Böyle giderse yakın bir gelecekte petrol fiyatları, günümüzde tahmin edemeyeceğimiz uçuk sayılarla ifade edilecektir ve petrol, -küresel ısınmaya neden olma gerekçesi biryana- otomobil yakıtıyla dumanı havaya savrulamayacak kadar değerli bir madde olacaktır. Bunun baş nedeni, petrolün bir yakıt olmanın ötesindeki yaşamsal önemidir.

Petrole bağlı kara deniz ve hava ulaşımı, petrol ürünü asfalt ve beton, petrolden üretilen tüm plastik türü ve ürünleri, ilaçlar, suni gübreler, bilgisayarlar, kısacası modern hayatın vazgeçilmez birçok ürününün fiyatı önümüzdeki dönemde hızla artabilir. Gıda fiyatlarındaki artış, bunun ilk işaretidir. Fakat siyasi yönlendirme ihmal edilir de enerji tüketimi sadece 'serbest/özgür' piyasanın vahşi kar dürtüsüne teslim edilirse, maliyetleri alabildiğince yükselip kar getirmez hale gelecek bazı önemli ürünler piyasadan silinebilirler (Yani 'sahici kriz', TÜSİAD gibi kurumların 'iyi niyetine' bırakılamayacak kadar hayatidir). Petrol devri sonrasına hazırlanmak, kapitalizmin serbest piyasa mantığıyla imkansızdır. Bunu on küsür yıl önce 'Demir Lady' Margret Tatcher şöyle ifade etmişti: 'Yaşam prensibi olarak kapitalizm esas alındığı sürece (gelecek hakkında) herhangi bir alternatif bulunmamaktadır.' Kar mantığını esas alarak daha çok üretip daha çok tüketmek zorunda olan kapitalizm, geleceğin iktisatlı enerji kullanımı/tüketimi zihniyetiyle çelişmektedir.

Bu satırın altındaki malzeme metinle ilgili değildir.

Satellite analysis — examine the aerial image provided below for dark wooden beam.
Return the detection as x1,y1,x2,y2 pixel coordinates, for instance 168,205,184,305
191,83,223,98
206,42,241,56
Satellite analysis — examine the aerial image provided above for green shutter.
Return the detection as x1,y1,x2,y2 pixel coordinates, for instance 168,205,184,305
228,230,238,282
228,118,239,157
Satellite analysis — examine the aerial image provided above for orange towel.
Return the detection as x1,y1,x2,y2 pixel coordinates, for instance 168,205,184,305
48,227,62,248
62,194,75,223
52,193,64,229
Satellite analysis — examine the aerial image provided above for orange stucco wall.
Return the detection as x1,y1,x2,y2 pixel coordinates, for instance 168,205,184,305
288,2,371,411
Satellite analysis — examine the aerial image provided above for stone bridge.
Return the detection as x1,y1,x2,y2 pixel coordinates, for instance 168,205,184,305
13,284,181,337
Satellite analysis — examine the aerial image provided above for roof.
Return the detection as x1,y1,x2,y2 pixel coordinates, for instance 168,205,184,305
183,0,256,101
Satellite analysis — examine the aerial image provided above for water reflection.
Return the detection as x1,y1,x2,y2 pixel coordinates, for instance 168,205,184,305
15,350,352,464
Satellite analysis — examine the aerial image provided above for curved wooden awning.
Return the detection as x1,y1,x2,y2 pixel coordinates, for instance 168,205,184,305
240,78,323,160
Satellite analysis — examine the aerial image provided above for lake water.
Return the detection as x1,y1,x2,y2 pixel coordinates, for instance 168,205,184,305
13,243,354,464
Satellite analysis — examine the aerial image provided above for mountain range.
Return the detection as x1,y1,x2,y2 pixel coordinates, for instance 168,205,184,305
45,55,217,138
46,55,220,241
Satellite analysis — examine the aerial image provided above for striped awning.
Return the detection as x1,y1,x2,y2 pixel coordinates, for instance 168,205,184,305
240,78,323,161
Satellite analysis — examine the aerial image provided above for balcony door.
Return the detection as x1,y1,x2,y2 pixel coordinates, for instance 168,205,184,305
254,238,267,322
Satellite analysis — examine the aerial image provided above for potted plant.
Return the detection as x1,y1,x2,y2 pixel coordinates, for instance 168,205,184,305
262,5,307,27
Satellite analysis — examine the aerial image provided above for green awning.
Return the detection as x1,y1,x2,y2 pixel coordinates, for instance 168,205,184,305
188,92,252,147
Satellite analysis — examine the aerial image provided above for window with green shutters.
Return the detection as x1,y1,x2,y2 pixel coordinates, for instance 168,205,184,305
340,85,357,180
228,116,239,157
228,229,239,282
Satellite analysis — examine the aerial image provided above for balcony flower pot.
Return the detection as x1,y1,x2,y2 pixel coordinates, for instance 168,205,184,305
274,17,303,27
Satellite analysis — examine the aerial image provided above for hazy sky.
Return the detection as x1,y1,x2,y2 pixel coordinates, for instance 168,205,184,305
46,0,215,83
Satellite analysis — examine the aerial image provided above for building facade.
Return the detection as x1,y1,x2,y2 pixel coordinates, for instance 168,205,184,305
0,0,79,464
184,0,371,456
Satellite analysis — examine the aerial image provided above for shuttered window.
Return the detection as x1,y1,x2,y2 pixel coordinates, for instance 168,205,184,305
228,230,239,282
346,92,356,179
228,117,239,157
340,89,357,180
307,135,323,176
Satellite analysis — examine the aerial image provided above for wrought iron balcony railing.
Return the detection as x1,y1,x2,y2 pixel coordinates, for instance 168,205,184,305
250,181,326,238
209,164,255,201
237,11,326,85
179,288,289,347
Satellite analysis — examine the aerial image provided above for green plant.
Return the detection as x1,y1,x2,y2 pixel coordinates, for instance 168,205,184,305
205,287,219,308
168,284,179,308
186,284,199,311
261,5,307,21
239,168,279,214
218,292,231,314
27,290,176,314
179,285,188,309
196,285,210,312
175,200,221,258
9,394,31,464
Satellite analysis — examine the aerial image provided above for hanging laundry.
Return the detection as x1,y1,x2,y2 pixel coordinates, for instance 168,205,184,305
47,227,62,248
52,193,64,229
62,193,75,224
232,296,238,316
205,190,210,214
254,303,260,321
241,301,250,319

Petrol gibi, üretimi ve tüketimi birzamanlar kolay olan (belli bölgelerden çıkarılan) merkezi/central hazır enerji biçimlerinin yerini, güneş ve rüzgar gibi (heryerde elde edilebilen) merkezi olmayan/decentral doğal enerji kaynaklarının alması kuvvetle muhtemeldir. Küresel ısınmanın durdurularak dünyanın yaşanabilir bir yer olarak kalabilmesi için geçiş dönemindeki en önemli konu, bir yandan geçiş için gerekli teknolojiyi kurmaktır -ki bunun için petrol en önemli hammadde olmayı sürdürmektedir. Diğer yandan, mümkün olduğunca elini çabuk tutmaktır. Eğer hızlı davranılmazsa, hızla azalıp pahalılanacak petrol nedeniyle o teknoloji de kurulamayabilir ve ilaçtan gıdaya, oradan tekstile ve ısınmaya kadar birçok yaşamsal ihtiyaç konusunda, geri dönüşü olmayacak bir kıtlıkla karşılaşılabilinir. Devlet aygıtlarının işleyebilmesi için de petrolün artık çok dikkatli kullanılması gerekmektedir. Şimdilik clausevitzçi mantıkla işlemeyi sürdüren modern orduların ve hayati ulaşım sistemlerinin petrol ihtiyacı aynen devam etmektedir. 'Peak oil' sonrası devrin İlk büyük petrol savaşı olan ABD'nin Irak'ı işgali ve benzeri olaylar, dünya siyasetini kapitalizmin tüketim mantığı belirlediği müddetçe devam edecek gibi görünmektedir. Petrol çağının başında icat edilen 'Jeostrateji' kavramı hükmünü yürütmektedir. Nitekim dünya basınında yer alan haberler, ABD ve/veya İsrail'in Ağustos aylarında İran'a saldırma ihtimalinin gözardı edilemeyecek kadar yüksek olduğunu göstermektedir. Böyle bir durumda petrol fiyatlarının alabildiğine yükseleceği açıktır.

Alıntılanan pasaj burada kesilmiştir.